Allgemein, Politik, Schulleben

Ein Wort zur Wahl der Schulsprecher*innen und warum wir sie nicht akzeptieren können

Ein anonymer Beitrag aus der Oberstufe der Fichtenberg-Oberschule zur Wahl der Schulsprecher*innen am 12.09.2018.
Eine kurze Antwort des Schulleiters findet sich am Ende des Artikels.

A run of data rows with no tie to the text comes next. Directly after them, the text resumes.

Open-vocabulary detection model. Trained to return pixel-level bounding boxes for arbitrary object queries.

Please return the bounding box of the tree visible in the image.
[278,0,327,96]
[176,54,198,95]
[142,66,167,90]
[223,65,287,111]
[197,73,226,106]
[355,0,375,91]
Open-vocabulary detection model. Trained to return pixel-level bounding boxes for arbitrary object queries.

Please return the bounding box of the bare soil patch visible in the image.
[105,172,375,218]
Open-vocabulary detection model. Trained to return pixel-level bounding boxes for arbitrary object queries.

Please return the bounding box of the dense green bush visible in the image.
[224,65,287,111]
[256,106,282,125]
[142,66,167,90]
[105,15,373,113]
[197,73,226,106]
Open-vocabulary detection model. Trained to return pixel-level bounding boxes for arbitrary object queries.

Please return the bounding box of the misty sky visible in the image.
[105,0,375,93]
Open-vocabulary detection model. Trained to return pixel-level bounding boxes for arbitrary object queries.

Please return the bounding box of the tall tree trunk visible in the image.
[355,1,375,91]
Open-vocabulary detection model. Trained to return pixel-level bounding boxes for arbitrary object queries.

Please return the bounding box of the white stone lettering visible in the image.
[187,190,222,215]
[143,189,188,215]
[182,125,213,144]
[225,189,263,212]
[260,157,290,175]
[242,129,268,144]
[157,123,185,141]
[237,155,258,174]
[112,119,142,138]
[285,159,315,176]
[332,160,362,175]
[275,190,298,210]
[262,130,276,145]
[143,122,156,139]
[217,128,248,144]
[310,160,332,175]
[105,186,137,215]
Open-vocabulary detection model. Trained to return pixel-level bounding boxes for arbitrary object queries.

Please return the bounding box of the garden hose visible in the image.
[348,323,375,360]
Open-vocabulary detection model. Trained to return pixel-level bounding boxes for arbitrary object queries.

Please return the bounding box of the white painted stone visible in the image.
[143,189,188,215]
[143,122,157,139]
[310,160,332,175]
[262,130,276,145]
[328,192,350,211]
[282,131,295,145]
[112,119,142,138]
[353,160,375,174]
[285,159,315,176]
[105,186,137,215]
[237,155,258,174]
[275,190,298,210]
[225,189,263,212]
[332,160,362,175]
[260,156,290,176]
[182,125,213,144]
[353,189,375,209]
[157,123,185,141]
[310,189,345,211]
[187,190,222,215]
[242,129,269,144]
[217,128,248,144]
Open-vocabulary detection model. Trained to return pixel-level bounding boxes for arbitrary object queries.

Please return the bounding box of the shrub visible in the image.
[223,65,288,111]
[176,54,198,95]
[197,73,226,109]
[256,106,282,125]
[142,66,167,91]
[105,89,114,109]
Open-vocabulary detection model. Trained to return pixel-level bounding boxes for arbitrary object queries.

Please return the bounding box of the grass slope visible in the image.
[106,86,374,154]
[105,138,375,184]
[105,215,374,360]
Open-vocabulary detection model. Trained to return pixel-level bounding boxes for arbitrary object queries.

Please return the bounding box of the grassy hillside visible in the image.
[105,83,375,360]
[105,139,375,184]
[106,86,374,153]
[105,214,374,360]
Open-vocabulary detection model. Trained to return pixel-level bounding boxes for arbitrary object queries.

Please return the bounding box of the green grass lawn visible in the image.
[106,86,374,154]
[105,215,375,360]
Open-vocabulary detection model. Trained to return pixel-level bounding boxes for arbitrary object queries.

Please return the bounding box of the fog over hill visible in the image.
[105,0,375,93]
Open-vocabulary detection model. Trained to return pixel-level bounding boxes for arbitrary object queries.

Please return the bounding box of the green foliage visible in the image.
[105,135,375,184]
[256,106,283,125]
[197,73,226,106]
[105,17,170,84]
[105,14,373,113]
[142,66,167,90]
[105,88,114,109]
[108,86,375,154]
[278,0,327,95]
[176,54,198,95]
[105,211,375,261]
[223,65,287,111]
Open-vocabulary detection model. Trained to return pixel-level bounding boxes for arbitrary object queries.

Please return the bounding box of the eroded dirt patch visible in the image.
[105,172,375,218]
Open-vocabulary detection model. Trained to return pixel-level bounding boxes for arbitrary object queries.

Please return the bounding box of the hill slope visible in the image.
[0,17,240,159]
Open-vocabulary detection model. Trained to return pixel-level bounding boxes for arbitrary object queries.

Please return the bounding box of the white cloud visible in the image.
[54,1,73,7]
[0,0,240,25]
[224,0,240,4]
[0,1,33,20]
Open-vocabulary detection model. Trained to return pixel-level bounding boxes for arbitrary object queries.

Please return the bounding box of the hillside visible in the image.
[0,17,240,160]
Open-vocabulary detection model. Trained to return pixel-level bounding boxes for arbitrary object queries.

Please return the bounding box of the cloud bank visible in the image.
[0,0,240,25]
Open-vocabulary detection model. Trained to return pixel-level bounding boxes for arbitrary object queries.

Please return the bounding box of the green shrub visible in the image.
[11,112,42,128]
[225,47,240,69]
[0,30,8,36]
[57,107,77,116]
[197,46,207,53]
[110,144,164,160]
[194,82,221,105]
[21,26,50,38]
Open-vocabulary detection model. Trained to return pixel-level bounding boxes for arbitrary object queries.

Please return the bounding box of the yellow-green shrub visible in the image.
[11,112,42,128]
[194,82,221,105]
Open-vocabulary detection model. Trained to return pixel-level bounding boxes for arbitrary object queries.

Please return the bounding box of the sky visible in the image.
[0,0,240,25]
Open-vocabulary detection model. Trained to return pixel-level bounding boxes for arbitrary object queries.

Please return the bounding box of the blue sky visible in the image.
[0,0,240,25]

Der Begriff der Demokratie stammt, wie es jeder*m Bürger*in bekannt sein sollte, aus dem Griechischen und bedeutet nicht mehr oder weniger als „Volksherrschaft“. Diese wurde in den vergangen 2000 Jahren gerne einmal durch Menschen ersetzt, die sich zu autoritären Herrschern aufschwangen, Gruppen, die, als Minderheit, einen Staat zu führen versuchten, sogar menschrechtsverachtende Mehrheiten, die den Willen der Untertanen als wenig notwendiges Kriterium für ihre Machtausübung oder gar ihre Entscheidungsprozesse ansahen. Anstelle dessen suchten sie göttliche, ideelle oder historische Legitimationen für ihre Position an der Spitze des „Volkes“. Aber sie suchten solche Gründe. Mit der Phase der Aufklärung, ihrer Formulierung der Menschenwürde und -rechte durch das Naturrecht, des Menschens Autonomie usw., wurde es zunehmend schwieriger für die Herrscher ihre Macht in anderem, als dem mehrheitlichen Volkswillen, zu legitimieren. Der Wille nach Partizipation zur Gestaltungsmöglichkeit, damals natürlich, wie jedoch auch noch heute, vordergründig zur Schaffung von Gerechtigkeit, wie auch immer man diese verstand, wenn auch zunächst auf einer subsistenziellen Ebene, wuchs immer weiter bis Revolutionen die Ordnung aufbrachen – mehr oder weniger nachhaltig. Die Theoriebildung für die Systematisierung der Demokratie dividierte sich in zwei Felder – direktdemokratische Vorstellungen sowie solche, die Repräsentant*innen Interessen vertreten lassen wollten. Dieses hat Deutschland, dieses hat unsere Schule zu ihrem Modus der Entscheidungsfindung gemacht. Es scheint als sei es unter den gegebenen Umständen unumgänglich diesen zu erläutern, denn die Wahl der Schulsprecher*innen des 12.09.2018 widersetzt sich seinen grundlegenden Strukturen in alarmierendem Maße.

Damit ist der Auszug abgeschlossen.